A Comissão Especial da Reforma da Previdência deve começar a debater hoje o parecer do relator, deputado Samuel Moreira (PSDB-RJ). O texto foi apresentado na quinta-feira passada e, em seguida, foi concedido pedido de vista coletivo, o que adiou o início da discussão na comissão por duas sessões do Plenário. O presidente do colegiado, deputado Marcelo Ramos (PL-AM), disse que a oposição concordou em não obstruir a fase de debates. As inscrições para discutir o relatório ainda estão abertas. Até quinta-feira, já havia mais de 130 inscritos.

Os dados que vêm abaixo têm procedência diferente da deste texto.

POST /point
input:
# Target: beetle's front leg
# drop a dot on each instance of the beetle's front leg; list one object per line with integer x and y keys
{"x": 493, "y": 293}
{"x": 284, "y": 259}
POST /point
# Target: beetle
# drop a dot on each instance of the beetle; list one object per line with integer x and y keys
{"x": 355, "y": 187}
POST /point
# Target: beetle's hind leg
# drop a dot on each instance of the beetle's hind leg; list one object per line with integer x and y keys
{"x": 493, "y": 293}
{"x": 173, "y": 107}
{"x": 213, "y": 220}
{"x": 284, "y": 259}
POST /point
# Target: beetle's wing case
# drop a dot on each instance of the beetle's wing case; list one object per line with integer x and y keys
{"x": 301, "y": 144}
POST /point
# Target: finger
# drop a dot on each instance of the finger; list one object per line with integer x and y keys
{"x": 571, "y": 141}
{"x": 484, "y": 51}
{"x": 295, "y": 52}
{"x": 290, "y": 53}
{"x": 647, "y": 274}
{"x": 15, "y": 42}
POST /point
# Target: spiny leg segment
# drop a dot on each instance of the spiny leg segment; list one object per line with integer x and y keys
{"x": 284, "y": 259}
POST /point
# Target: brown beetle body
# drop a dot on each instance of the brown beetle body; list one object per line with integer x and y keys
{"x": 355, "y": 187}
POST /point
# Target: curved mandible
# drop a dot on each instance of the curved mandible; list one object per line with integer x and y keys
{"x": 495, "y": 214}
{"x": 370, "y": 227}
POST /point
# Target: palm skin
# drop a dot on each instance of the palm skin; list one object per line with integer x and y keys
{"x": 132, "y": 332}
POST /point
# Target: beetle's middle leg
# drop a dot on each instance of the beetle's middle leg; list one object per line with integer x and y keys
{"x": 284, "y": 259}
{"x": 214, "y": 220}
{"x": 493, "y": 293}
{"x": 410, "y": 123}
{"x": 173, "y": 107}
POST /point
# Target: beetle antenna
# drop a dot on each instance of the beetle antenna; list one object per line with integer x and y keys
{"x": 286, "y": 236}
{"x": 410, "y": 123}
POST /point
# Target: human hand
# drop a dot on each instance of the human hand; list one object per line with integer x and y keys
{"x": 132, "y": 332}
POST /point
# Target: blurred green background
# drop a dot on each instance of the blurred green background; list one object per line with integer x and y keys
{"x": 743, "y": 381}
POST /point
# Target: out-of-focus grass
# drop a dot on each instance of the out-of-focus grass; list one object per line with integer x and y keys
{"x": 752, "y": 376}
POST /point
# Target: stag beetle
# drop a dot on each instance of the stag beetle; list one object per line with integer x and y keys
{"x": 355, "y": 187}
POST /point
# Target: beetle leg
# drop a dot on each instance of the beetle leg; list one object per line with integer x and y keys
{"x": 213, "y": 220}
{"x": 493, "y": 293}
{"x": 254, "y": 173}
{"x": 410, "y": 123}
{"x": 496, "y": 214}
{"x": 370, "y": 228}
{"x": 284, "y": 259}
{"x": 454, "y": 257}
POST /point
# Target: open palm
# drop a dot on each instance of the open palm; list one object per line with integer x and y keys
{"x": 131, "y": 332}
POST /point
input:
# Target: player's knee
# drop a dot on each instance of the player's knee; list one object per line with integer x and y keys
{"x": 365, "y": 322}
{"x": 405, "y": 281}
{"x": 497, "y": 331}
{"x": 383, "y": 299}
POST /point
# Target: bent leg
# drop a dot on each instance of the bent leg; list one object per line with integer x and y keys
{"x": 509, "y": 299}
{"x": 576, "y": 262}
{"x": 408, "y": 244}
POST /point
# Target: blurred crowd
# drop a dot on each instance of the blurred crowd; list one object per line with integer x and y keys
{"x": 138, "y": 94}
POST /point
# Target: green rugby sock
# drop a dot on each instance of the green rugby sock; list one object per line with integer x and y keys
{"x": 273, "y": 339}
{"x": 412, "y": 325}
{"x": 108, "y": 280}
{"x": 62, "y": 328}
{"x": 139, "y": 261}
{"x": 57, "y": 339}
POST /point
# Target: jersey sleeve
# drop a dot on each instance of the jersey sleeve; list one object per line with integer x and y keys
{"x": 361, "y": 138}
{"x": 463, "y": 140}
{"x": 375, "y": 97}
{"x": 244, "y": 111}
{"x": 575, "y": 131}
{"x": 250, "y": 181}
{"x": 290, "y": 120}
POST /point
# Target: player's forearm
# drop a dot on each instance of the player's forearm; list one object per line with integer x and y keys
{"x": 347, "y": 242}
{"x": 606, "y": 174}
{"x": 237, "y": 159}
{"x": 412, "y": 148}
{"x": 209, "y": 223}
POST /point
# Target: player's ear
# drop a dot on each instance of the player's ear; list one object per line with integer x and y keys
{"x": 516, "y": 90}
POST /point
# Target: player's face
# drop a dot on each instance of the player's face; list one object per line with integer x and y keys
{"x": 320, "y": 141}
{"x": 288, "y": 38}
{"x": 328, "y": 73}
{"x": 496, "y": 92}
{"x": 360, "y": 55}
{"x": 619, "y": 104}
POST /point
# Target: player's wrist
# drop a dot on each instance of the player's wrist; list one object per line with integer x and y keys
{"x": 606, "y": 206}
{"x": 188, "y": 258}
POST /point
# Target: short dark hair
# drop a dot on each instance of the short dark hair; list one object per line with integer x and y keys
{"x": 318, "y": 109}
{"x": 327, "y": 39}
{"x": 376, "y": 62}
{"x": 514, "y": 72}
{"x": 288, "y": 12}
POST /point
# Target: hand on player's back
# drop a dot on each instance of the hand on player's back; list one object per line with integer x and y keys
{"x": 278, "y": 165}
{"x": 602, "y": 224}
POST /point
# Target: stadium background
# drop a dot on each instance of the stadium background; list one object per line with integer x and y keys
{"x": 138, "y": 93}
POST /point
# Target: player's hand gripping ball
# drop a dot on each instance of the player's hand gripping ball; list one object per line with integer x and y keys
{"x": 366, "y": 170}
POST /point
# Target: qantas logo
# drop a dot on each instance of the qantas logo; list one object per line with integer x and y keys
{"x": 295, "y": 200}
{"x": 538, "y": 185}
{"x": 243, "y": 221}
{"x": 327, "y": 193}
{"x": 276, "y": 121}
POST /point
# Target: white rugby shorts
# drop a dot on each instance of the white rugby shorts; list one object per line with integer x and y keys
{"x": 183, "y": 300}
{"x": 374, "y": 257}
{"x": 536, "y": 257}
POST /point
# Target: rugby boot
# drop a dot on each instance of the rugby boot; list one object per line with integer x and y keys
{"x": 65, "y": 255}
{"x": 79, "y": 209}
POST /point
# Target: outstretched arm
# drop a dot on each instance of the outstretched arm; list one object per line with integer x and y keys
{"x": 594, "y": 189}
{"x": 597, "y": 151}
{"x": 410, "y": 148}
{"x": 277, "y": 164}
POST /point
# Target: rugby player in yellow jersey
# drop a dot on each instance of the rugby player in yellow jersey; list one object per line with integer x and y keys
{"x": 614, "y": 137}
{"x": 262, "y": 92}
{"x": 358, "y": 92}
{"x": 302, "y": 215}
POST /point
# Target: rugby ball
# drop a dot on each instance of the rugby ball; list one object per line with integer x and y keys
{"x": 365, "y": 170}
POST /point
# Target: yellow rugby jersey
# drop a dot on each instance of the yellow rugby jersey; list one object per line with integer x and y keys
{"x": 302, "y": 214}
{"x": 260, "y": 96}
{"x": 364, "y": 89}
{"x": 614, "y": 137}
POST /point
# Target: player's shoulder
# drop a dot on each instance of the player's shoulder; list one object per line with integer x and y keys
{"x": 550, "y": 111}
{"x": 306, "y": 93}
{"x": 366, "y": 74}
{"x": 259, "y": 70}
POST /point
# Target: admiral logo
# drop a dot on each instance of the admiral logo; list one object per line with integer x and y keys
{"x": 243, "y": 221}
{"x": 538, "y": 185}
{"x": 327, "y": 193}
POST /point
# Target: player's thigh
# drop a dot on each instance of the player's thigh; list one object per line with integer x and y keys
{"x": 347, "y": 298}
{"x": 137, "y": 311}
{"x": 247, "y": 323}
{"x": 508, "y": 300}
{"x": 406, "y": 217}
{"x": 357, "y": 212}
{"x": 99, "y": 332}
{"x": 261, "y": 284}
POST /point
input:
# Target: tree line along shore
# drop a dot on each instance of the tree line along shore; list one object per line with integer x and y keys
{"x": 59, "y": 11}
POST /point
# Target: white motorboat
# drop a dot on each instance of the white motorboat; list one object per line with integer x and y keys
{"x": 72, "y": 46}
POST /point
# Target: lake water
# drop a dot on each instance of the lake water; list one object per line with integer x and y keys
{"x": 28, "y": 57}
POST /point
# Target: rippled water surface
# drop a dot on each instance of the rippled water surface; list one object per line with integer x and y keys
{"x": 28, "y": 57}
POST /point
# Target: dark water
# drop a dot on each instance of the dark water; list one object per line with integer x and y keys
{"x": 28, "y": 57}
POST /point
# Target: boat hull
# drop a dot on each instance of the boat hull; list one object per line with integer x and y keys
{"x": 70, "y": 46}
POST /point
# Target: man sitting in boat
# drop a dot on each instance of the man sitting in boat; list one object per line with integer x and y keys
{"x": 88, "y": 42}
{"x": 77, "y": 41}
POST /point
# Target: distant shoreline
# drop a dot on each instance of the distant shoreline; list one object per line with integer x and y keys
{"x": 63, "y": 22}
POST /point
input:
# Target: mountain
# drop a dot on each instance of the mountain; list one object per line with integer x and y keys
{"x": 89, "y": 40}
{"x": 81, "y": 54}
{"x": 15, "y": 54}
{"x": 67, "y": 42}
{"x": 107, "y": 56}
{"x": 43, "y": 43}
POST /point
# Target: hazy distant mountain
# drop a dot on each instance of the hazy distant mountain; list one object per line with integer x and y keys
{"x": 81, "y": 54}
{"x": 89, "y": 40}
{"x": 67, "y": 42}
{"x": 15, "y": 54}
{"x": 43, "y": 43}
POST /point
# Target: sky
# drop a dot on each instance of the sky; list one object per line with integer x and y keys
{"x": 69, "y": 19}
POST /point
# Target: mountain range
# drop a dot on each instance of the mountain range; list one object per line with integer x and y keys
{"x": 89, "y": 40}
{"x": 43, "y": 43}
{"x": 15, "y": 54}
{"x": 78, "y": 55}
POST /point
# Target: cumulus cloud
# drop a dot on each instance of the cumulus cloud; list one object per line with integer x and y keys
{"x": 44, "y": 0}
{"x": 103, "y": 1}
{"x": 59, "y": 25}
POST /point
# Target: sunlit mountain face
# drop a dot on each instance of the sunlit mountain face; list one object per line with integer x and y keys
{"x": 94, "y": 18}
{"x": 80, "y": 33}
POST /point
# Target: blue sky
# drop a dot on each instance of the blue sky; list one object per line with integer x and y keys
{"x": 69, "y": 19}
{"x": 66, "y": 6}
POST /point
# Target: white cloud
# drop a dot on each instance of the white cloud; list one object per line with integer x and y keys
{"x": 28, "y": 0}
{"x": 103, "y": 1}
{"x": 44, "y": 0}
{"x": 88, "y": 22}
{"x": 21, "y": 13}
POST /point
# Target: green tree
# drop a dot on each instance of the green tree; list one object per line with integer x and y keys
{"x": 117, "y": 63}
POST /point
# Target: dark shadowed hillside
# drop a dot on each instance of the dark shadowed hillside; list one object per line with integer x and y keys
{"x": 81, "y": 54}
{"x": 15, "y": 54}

A deputada federal Alice Portugal (PCdoB) avaliou o novo relatório. Para a comunista, que é veementemente contra a matéria, houve uma redução de danos com as alterações apresentadas. “De fato há uma redução de danos e, na nossa compreensão, é fruto da nossa mobilização popular e de partidos da esquerda e do centro. Saiu o BPC, trabalhadores rurais, mas o espírito da reforma está mantido, que é o aumento do tempo de contribuição”, declara, em entrevista à Tribuna.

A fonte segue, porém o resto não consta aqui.